Betina apoiou o queixo nas mãos, olhando para a beleza absoluta de Lavínia, o olhar um pouco perdido.
Lavínia arqueou sedutoramente a sobrancelha, levantou o queixo de Betina de propósito e brincou com ela: “Mulher também serve, viu?”
Betina piscou os olhos, atordoada pelo impacto da beleza à sua frente.
“Sério… sério mesmo?”
Lavínia sorriu e afastou a mão do queixo dela. “Só estava brincando com você.”
Dizendo isso, ela levantou o pulso, olhou o relógio e, ao perceber que já estava tarde, ergueu os olhos para Betina e disse: “Já está ficando tarde, preciso ir.”
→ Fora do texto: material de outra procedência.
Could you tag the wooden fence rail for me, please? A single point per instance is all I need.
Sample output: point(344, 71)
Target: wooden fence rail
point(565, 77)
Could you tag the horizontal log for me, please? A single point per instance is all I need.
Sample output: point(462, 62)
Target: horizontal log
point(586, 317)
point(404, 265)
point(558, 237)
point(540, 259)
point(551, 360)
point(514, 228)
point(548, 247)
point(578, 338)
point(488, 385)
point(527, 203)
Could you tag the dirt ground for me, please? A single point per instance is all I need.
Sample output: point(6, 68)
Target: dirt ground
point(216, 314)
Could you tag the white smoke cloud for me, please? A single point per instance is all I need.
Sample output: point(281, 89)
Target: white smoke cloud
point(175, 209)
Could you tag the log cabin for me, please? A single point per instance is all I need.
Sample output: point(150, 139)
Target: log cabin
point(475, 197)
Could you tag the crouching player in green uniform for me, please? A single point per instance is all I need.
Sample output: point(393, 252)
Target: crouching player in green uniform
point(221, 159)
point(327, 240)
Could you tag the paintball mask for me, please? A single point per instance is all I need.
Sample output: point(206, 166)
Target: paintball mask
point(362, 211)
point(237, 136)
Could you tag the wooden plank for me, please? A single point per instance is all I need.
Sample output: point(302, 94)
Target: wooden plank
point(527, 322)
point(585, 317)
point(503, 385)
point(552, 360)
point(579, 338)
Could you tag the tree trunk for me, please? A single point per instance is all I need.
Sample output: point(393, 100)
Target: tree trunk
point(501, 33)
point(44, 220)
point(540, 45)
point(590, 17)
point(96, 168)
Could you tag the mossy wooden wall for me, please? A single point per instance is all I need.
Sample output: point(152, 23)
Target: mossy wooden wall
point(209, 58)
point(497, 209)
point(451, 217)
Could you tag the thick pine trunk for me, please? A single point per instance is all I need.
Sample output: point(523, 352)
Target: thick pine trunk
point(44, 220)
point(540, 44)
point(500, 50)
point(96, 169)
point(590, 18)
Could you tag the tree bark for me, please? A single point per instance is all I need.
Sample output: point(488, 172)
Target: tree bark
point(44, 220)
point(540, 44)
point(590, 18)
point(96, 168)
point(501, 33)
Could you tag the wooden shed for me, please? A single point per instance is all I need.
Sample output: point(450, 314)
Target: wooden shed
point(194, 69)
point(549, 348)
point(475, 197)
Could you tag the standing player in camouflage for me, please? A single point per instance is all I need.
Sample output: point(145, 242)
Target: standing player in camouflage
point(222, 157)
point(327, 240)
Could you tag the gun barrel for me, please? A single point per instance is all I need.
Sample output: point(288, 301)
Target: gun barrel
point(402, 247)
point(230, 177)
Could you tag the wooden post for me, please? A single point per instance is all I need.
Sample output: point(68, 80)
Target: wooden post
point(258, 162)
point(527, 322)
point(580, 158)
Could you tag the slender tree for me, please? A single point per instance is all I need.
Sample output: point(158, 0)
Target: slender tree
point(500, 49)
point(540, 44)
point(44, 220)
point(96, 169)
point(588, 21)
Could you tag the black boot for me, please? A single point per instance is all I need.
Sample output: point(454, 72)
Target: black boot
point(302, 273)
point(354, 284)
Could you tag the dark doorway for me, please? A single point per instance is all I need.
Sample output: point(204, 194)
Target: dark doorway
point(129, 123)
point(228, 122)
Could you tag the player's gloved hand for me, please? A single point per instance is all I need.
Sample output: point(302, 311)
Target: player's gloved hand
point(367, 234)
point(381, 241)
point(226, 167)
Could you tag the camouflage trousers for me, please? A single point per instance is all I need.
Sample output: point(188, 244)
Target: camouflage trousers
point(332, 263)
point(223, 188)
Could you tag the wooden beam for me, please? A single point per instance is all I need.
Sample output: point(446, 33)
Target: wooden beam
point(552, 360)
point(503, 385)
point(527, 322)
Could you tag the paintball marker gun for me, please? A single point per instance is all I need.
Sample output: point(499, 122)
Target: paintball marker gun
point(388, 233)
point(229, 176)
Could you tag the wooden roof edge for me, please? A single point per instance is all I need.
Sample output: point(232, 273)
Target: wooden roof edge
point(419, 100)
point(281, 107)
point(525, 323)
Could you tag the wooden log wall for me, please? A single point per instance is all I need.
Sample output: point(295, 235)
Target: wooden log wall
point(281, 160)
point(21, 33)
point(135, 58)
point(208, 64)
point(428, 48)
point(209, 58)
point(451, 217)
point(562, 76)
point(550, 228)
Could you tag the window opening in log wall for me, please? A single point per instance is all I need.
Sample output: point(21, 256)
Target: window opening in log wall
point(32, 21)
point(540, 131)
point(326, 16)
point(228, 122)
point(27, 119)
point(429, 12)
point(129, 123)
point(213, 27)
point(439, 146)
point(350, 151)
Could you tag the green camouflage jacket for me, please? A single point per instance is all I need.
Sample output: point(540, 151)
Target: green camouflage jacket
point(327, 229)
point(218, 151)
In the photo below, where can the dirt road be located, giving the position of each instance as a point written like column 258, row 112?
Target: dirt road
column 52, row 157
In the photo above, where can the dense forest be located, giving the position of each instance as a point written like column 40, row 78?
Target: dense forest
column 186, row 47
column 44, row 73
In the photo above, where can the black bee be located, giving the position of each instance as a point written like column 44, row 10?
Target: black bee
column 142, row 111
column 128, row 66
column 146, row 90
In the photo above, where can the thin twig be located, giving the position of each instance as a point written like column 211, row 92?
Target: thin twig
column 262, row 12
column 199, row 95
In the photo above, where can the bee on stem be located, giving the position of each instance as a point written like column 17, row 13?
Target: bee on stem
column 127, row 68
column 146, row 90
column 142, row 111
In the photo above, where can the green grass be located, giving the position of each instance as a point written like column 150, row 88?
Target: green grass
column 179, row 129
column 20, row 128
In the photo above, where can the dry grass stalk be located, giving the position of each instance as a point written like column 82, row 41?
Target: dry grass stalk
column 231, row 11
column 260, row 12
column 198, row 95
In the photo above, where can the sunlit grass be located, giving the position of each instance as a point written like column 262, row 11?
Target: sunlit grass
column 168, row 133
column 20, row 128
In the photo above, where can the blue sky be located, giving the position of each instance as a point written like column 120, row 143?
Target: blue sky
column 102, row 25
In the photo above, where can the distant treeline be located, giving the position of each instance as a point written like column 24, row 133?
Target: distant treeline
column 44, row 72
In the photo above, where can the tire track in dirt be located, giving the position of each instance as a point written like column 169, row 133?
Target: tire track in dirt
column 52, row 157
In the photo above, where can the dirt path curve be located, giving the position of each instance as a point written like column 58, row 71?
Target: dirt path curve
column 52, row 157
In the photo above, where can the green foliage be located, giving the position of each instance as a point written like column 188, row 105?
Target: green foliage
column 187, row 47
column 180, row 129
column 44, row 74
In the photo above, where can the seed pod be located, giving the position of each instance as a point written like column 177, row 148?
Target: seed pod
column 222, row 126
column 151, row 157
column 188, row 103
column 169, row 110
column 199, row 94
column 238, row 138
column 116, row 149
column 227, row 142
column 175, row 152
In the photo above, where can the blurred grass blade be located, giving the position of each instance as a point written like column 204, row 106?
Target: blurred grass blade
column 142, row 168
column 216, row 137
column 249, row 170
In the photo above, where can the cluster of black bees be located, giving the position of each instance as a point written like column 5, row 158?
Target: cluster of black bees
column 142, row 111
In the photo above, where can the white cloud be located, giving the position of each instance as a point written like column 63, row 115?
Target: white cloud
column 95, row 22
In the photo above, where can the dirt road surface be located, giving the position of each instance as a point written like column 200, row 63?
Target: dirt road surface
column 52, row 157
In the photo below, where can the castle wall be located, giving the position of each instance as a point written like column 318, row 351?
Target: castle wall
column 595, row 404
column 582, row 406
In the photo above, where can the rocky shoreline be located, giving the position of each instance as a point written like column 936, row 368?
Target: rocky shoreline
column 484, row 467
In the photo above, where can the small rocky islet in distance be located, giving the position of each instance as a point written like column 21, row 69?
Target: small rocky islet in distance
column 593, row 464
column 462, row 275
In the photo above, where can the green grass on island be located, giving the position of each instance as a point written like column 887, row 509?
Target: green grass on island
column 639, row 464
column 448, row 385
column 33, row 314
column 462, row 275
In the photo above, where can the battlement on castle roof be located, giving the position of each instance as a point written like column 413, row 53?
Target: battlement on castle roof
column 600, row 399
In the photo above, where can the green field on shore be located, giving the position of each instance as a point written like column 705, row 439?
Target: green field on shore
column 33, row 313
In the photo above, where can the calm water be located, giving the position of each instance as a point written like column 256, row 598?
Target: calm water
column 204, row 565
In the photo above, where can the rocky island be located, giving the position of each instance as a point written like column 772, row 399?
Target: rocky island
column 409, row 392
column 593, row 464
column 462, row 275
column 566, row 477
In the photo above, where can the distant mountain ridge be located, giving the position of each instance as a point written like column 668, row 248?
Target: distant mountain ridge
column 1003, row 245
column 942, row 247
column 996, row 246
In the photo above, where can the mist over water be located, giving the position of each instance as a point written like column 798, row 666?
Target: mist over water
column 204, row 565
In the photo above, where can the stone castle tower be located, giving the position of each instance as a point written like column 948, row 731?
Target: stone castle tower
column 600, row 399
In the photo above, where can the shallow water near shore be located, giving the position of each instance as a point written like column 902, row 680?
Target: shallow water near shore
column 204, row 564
Betina rapidamente voltou a si e a empurrou de leve: “Pode ir, pode ir.”
Lavínia escolheu uma Ferrari vermelha na garagem e foi sozinha dirigir até o local mencionado por Arnaldo — a Chácara Morro Alto.
Meia hora depois, a Ferrari vermelha fez uma bela derrapada e parou com perfeição na entrada da chácara.
O empregado que estava de plantão na porta viu Lavínia e veio recebê-la imediatamente.
“É a Sra. Cruz, não é?”
Lavínia assentiu. “Sim, sou Lavínia.”
“O Sr. Rocha ficou preocupado que a senhora não encontrasse o lugar e pediu especialmente para eu esperar aqui.” O empregado fez um gesto convidando-a. “Por aqui, por favor.”
“Está bem.” Lavínia acompanhou o empregado por um longo corredor até chegar à entrada do hall da chácara.
Ela viu os balões feitos em formato de arco e as rosas decorando o ambiente ao redor.
Ela percebeu vagamente que havia algo estranho.